Skelton, on the other hand, has the key word that obsessive analysts measure in a quarterback.
"My biggest strength right now is a strong arm," Skelton tells Joe Reedy with the Cincinnati Enquirer. "I’m still young. I’m still learning the game. But when it comes to driving a 20-yard comeback or a crossing route down the field, that’s a throw I’m comfortable making."
Unfortunately, when you look at the bottom line, the competing backup quarterbacks have a combined 20-35 touchdown-to-interception ratio in their erratic NFL careers.
I believe Cincinnati's suspected plan to draft a quarterback late during the 2013 NFL draft remains untouched; though my early projection is that a rookie quarterback becomes a developmental project (unless he dominates Johnson and Skelton during training camp). It's just as likely that Cincinnati goes with an undrafted free agent instead.
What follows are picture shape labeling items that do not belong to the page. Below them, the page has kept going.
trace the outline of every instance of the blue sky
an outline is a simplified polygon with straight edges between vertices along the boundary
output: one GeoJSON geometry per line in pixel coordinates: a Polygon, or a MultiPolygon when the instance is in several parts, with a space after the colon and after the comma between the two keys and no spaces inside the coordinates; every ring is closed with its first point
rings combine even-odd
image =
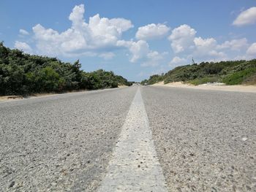
{"type": "Polygon", "coordinates": [[[140,81],[176,66],[256,58],[254,0],[0,1],[0,41],[140,81]]]}

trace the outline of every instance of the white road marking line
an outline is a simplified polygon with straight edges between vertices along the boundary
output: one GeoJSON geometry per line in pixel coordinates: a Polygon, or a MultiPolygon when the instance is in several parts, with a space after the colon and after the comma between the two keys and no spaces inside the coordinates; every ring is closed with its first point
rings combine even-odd
{"type": "Polygon", "coordinates": [[[113,155],[99,192],[167,191],[140,88],[113,155]]]}

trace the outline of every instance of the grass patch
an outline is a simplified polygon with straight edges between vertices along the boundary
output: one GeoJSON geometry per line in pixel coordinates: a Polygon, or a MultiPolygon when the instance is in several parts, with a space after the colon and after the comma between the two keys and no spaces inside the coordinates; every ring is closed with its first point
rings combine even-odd
{"type": "Polygon", "coordinates": [[[222,81],[227,85],[239,85],[246,82],[246,80],[254,76],[255,73],[256,68],[246,69],[227,75],[222,81]]]}
{"type": "Polygon", "coordinates": [[[207,82],[219,82],[219,77],[207,77],[195,79],[192,80],[187,81],[187,82],[192,84],[194,85],[198,85],[205,84],[207,82]]]}

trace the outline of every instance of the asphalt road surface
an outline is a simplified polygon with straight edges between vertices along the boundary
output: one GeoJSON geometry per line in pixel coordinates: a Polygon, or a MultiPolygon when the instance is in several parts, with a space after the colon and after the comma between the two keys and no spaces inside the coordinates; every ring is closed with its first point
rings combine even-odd
{"type": "Polygon", "coordinates": [[[123,158],[161,191],[256,191],[256,94],[132,86],[0,103],[0,191],[100,191],[123,158]]]}

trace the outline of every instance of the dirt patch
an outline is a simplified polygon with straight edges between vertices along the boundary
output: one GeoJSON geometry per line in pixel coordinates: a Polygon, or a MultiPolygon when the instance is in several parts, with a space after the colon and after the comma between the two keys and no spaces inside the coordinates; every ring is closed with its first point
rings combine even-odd
{"type": "Polygon", "coordinates": [[[164,84],[163,82],[159,82],[153,85],[153,86],[165,86],[173,88],[195,88],[202,90],[216,90],[216,91],[239,91],[239,92],[250,92],[256,93],[256,85],[225,85],[222,84],[203,84],[199,85],[193,85],[190,84],[186,84],[183,82],[174,82],[167,84],[164,84]]]}

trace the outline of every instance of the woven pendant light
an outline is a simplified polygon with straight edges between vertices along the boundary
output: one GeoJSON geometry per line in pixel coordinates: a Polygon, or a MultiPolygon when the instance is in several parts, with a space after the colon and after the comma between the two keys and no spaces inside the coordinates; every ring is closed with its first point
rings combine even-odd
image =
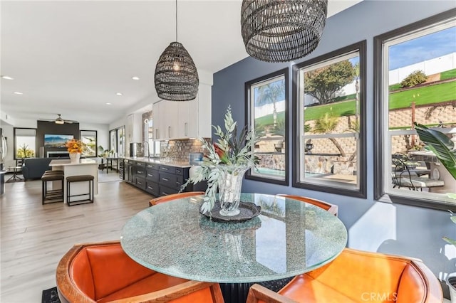
{"type": "Polygon", "coordinates": [[[266,62],[311,53],[325,27],[328,0],[243,0],[241,31],[247,52],[266,62]]]}
{"type": "Polygon", "coordinates": [[[176,41],[165,49],[157,62],[155,90],[160,99],[189,101],[198,93],[198,72],[184,46],[177,42],[177,1],[176,0],[176,41]]]}

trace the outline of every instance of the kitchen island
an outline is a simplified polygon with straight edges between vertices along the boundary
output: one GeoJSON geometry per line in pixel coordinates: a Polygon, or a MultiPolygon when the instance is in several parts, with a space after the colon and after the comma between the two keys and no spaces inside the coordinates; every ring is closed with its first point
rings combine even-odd
{"type": "MultiPolygon", "coordinates": [[[[124,181],[155,196],[178,193],[189,178],[188,162],[171,162],[146,157],[124,158],[120,164],[124,181]]],[[[206,182],[189,184],[183,191],[204,191],[206,182]]]]}
{"type": "MultiPolygon", "coordinates": [[[[63,198],[66,202],[66,177],[79,175],[93,176],[93,194],[98,193],[98,163],[91,159],[81,159],[77,162],[72,162],[70,159],[52,160],[49,164],[52,170],[62,170],[65,177],[63,186],[63,198]]],[[[53,182],[53,188],[60,188],[60,181],[53,182]],[[54,187],[55,186],[55,187],[54,187]]],[[[87,193],[87,184],[78,182],[71,184],[71,194],[87,193]]]]}

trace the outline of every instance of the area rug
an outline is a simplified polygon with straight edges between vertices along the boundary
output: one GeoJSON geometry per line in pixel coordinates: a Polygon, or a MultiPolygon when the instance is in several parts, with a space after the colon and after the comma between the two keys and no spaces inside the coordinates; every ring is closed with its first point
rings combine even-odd
{"type": "Polygon", "coordinates": [[[41,303],[61,303],[57,294],[57,287],[52,287],[43,291],[41,303]]]}

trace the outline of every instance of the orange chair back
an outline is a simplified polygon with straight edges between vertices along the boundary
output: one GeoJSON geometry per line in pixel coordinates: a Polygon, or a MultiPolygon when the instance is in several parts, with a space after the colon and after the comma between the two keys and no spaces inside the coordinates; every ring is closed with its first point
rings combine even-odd
{"type": "Polygon", "coordinates": [[[223,302],[217,283],[146,268],[130,258],[118,240],[74,245],[58,263],[56,280],[63,303],[223,302]]]}
{"type": "Polygon", "coordinates": [[[182,198],[191,197],[192,196],[204,195],[204,191],[187,191],[185,193],[172,193],[170,195],[163,196],[161,197],[154,198],[149,201],[149,206],[168,202],[172,200],[180,199],[182,198]]]}
{"type": "Polygon", "coordinates": [[[309,197],[303,197],[302,196],[295,196],[295,195],[287,195],[287,194],[281,194],[277,195],[281,197],[285,197],[294,200],[299,200],[300,201],[306,202],[311,204],[313,204],[316,206],[318,206],[325,211],[328,211],[329,213],[331,213],[336,216],[337,216],[338,206],[334,204],[328,203],[328,202],[323,201],[321,200],[317,200],[312,198],[309,197]]]}

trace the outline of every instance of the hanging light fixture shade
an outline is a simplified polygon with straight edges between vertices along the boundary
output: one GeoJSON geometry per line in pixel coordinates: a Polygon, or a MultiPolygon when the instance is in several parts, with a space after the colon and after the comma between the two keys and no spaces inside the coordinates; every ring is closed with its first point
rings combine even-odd
{"type": "Polygon", "coordinates": [[[188,101],[198,93],[198,72],[184,46],[172,42],[155,66],[155,90],[158,97],[171,101],[188,101]]]}
{"type": "Polygon", "coordinates": [[[325,27],[328,0],[243,0],[241,31],[247,52],[266,62],[311,53],[325,27]]]}
{"type": "Polygon", "coordinates": [[[155,90],[161,99],[189,101],[198,93],[197,67],[184,46],[177,42],[177,0],[176,0],[176,41],[165,49],[157,62],[154,76],[155,90]]]}

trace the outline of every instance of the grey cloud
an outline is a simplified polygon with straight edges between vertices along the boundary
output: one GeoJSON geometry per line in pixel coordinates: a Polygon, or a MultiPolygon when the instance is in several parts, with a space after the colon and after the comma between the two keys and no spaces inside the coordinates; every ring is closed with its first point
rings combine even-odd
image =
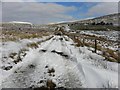
{"type": "Polygon", "coordinates": [[[103,2],[90,8],[87,12],[87,15],[94,16],[94,15],[107,15],[107,14],[113,14],[113,13],[118,13],[118,3],[103,2]]]}

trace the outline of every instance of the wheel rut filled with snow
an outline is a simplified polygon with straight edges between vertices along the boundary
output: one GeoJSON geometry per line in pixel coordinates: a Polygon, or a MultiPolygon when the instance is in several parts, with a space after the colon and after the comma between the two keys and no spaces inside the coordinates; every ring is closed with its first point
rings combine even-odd
{"type": "MultiPolygon", "coordinates": [[[[11,66],[2,67],[3,73],[8,73],[2,80],[2,87],[107,88],[110,84],[116,88],[117,68],[108,67],[110,62],[104,61],[104,57],[92,53],[87,47],[76,47],[74,44],[67,36],[54,35],[41,42],[37,48],[22,52],[21,60],[14,61],[11,66]],[[104,68],[105,65],[107,68],[104,68]]],[[[13,53],[10,57],[19,58],[18,54],[13,53]]]]}

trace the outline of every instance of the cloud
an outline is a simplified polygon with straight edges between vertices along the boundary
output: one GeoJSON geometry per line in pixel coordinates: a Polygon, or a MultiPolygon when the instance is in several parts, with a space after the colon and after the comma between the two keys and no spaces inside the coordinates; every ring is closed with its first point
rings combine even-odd
{"type": "Polygon", "coordinates": [[[87,12],[87,16],[107,15],[113,13],[118,13],[118,3],[104,2],[91,7],[87,12]]]}
{"type": "Polygon", "coordinates": [[[61,20],[73,20],[68,12],[74,11],[74,6],[63,6],[56,3],[7,3],[2,5],[3,21],[29,21],[32,23],[51,23],[61,20]]]}
{"type": "Polygon", "coordinates": [[[119,0],[2,0],[2,2],[119,2],[119,0]]]}
{"type": "Polygon", "coordinates": [[[36,0],[1,0],[2,2],[37,2],[36,0]]]}

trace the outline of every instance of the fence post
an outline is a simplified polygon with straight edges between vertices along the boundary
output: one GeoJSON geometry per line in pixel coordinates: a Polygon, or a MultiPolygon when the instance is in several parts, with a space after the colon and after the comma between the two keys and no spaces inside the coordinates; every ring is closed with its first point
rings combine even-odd
{"type": "Polygon", "coordinates": [[[95,53],[97,52],[97,40],[95,39],[95,53]]]}

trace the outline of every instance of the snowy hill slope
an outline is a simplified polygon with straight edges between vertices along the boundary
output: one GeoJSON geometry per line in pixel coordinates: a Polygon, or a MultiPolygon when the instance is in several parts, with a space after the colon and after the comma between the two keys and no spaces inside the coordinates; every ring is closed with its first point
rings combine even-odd
{"type": "Polygon", "coordinates": [[[20,62],[11,61],[12,68],[3,69],[9,60],[1,63],[1,88],[118,87],[118,64],[105,61],[87,47],[75,47],[67,36],[53,36],[38,48],[29,48],[20,62]]]}

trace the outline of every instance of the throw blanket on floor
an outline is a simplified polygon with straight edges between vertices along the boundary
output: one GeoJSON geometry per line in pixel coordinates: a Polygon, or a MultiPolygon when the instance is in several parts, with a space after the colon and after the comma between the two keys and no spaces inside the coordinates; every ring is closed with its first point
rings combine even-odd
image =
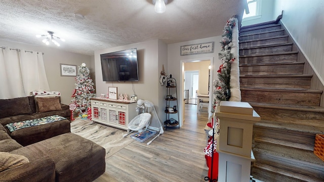
{"type": "Polygon", "coordinates": [[[50,123],[54,121],[60,121],[65,119],[66,118],[60,116],[54,115],[42,118],[9,123],[7,124],[6,126],[8,128],[10,132],[13,132],[19,129],[50,123]]]}

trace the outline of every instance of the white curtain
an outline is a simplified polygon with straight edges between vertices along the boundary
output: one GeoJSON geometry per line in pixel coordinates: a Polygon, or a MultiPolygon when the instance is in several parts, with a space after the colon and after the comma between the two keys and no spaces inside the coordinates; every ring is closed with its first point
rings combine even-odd
{"type": "Polygon", "coordinates": [[[35,51],[0,49],[0,99],[25,97],[36,90],[49,90],[43,54],[35,51]]]}

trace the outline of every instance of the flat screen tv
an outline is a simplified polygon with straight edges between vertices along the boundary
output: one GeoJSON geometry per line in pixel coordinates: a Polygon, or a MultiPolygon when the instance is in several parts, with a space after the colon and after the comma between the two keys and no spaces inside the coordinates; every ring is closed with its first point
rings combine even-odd
{"type": "Polygon", "coordinates": [[[138,81],[136,48],[100,55],[104,81],[138,81]]]}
Most people will attempt arguments to feel good about Johnson and Skelton as competing backup quarterbacks... and God bless those people. However if Andy Dalton suffers a sustained injury, no one will feel good about that.
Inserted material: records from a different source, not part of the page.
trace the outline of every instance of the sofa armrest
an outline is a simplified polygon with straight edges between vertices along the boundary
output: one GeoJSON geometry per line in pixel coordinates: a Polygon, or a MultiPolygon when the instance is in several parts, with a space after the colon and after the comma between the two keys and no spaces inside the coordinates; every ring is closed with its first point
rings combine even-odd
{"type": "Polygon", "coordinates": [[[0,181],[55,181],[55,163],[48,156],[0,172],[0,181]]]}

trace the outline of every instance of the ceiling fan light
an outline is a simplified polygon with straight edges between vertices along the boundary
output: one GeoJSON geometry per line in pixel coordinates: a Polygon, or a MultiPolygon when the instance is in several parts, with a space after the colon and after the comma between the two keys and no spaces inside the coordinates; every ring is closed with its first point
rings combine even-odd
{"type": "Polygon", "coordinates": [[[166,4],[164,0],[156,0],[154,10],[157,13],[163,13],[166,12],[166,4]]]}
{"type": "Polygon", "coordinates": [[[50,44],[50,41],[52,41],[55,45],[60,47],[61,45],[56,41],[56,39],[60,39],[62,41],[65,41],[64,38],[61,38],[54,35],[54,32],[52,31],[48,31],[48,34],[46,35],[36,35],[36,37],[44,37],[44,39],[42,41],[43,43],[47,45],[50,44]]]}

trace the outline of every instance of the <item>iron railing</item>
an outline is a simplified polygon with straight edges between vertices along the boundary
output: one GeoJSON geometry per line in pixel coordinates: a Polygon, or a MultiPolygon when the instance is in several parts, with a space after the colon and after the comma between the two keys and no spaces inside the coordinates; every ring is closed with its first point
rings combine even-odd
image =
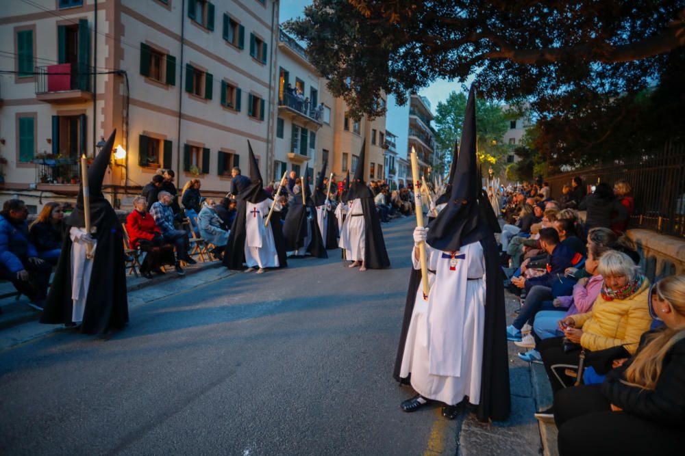
{"type": "Polygon", "coordinates": [[[576,176],[588,185],[619,180],[630,184],[635,211],[629,228],[685,237],[685,144],[669,142],[653,153],[549,177],[552,197],[558,199],[576,176]]]}

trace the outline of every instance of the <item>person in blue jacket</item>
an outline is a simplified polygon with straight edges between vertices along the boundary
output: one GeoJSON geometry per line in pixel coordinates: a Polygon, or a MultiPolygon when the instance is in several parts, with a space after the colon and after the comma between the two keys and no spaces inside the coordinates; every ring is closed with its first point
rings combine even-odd
{"type": "Polygon", "coordinates": [[[8,200],[0,211],[0,278],[10,280],[42,310],[47,295],[52,267],[38,258],[29,240],[29,214],[21,200],[8,200]]]}

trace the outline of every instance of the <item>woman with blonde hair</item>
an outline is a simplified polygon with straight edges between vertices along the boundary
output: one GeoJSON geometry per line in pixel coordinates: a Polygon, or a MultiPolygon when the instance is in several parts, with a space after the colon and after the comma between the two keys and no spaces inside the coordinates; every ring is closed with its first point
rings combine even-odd
{"type": "Polygon", "coordinates": [[[682,453],[685,276],[658,282],[649,296],[650,313],[665,326],[643,334],[637,353],[602,384],[555,396],[561,456],[682,453]]]}

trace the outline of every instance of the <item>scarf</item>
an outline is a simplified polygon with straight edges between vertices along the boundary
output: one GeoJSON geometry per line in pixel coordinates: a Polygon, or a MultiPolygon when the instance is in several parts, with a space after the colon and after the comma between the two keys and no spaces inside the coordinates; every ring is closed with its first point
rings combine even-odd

+ Once Vincent Rey was tendered, there was no chance of him leaving. As an exclusive-rights free agent, Rey isn't allowed to negotiate with other teams after the tender was given. Hence, the word exclusive. Special-teams is the most non-sexy aspect of football. Yet it proves time and again to be one of the most instrumental determining the success and failure rates of ensuing possessions, even before they begin (think field position). Rey has been part of the same special teams unit that's collectively viewed as one of the best units in the NFL.
+ Just thinking out loud. I'm not sure that the Cincinnati Bengals will be able to re-sign Michael Johnson, Geno Atkins and Carlos Dunlap to long-term contracts. The potential for those contracts combined will be astronomical. Two out of three? Yes, and I believe one of those will be Atkins. However, don't be surprised if the Bengals address this issue sooner rather than later with a pass rushing specialist during the first two days of the 2013 NFL draft. My dark horse corresponding to our opening story.
+ I have huge respect and love for Dave Lapham, but the more I think about it, no scenario exists that I can support projecting a tight end being drafted during the first three rounds.
+ Leon Hall and Terence Newman as the projected starting cornerbacks? I'm fine with that. Considering that the Bengals mostly use a five defensive-back philosophy to counter the increasing number of three-wide sets, especially in a division once known for power running, the Bengals need a trio of solid cornerbacks. Dre Kirkpatrick, it's up to you now.